Police Arrest Suspect in 2008 Cony Island Murder
An informer’s tip led to the arrest of a man in connection with the 2008 shooting death of livery cab driver Khadim Bhatti.
According to police, Christopher Smith shot the Pakistani native and grandfather of seven after a botched robbery. Smith was arrested in West Virginia, where he was being held on unrelated charges. His criminal record includes a stint in a New York state prison following a strangulation conviction.
Two other men fled the Coney Island crime scene along with Smith, so there may be subsequent arrests.
Before police officers make arrests, they must have probable cause. This evidentiary standard is quite low. Nevertheless, officers must have some credible evidence of wrongdoing.
DUI field sobriety tests are a good example. Exercises like walking a straight line are quite subjective. And, there are many reasons, other than intoxication, that a person could not walk a straight line. But test results are more than sufficient for probable cause.
Informer’s tips may also serve as probable cause. Once upon a time, courts used a rigid test to evaluate a tip’s reliability. Now, the examination is much more flexible. Courts may consider a variety of factors, such as:
- Source: In and of themselves, anonymous tips are almost always unreliable. There is no way to tell if the tipster is biased or lying. If two or three people provide roughly the same information, that’s different. Or, if there is some way to verify the information, that’s different as well.
- Payoff: Paid police informants sometimes collect thousands of dollars for the information they provide. Other informants turn “state’s evidence” to avoid prosecution or reduce their own criminal liability. These payments do not invalidate the tip, but they do raise an eyebrow.
- Specificity: General information like a reckless driver on the Long Island Expressway is practically useless. A tip like a dark SUV operating recklessly on the southbound side of the Long Island Expressway is better.
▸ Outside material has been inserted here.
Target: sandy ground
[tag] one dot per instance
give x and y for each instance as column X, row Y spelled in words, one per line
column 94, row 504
In court, prosecutors cannot work backwards. They cannot argue that since the tip was accurate, it must have been reliable. Tips stand or fall on their own merits.
As far as criminal liability is concerned, the person who serves as a lookout is just as guilty of armed robbery as the person who went into the bank with a pistol. That’s usually true even if the defendant did not know the whole plan or a death occurs as a result making the lookout guilty under the theory of felony- murder. It is not normally illegal to stand at a corner and look for cops. But in this context, that participation is usually sufficient.
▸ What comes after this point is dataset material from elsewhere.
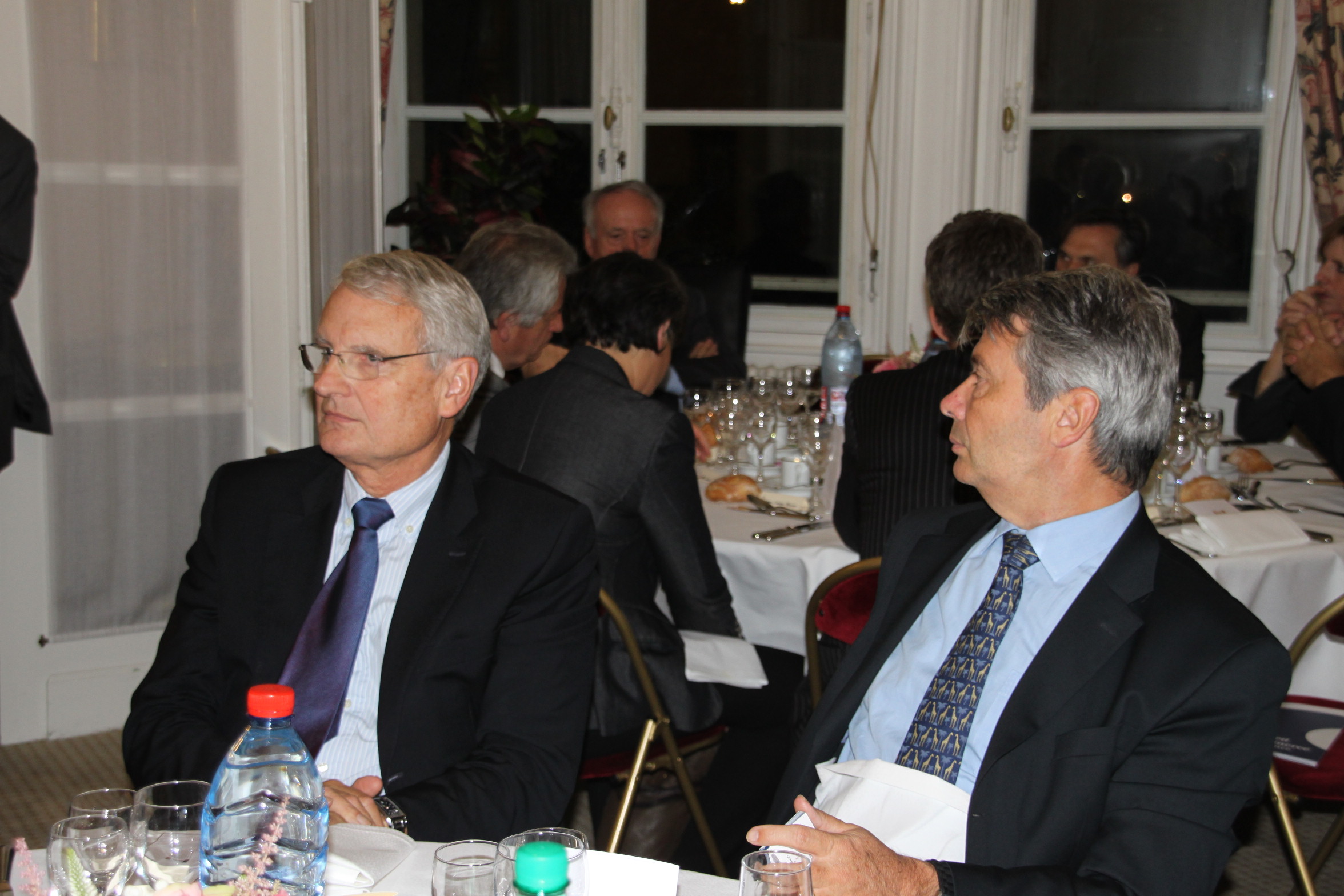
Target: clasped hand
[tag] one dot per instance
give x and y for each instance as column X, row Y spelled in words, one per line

New York by statute allows a defendant to plead affirmative defenses – they are:
(a) Did not commit the homicidal act or in any way solicit, request,
command, importune, cause or aid the commission thereof; and
(b) Was not armed with a deadly weapon, or any instrument, article or
substance readily capable of causing death or serious physical injury
and of a sort not ordinarily carried in public places by law-abiding
(c) Had no reasonable ground to believe that any other participant was
armed with such a weapon, instrument, article or substance; and
(d) Had no reasonable ground to believe that any other participant
intended to engage in conduct likely to result in death or serious
(New York Penal Law Section 125.25 – Murder in the second degree)
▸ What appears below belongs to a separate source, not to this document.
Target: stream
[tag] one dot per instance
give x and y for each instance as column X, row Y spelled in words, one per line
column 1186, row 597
Is Justice Delayed Justice Denied?
Victims and victims’ families are always upset when the legal system seems to deny justice for a long period of time. Ironically, many defendants are frustrated when their cases take several months, or even longer, to resolve. But generally, the more time passes, the more difficult it is to establish guilt beyond a reasonable doubt. A 2008 murder which goes to trial in 2020, or even later, is a good example. Since there is little physical evidence, the state’s case will probably rely on witnesses. Generally, the defendant bragged to someone about committing the crime, and that someone notified police. Over time, however, memories fade. In fact, they may fade so much that the witness testimony may seem incompetent to a jury to establish proof beyond a reasonable doubt. This will be an interesting case to follow.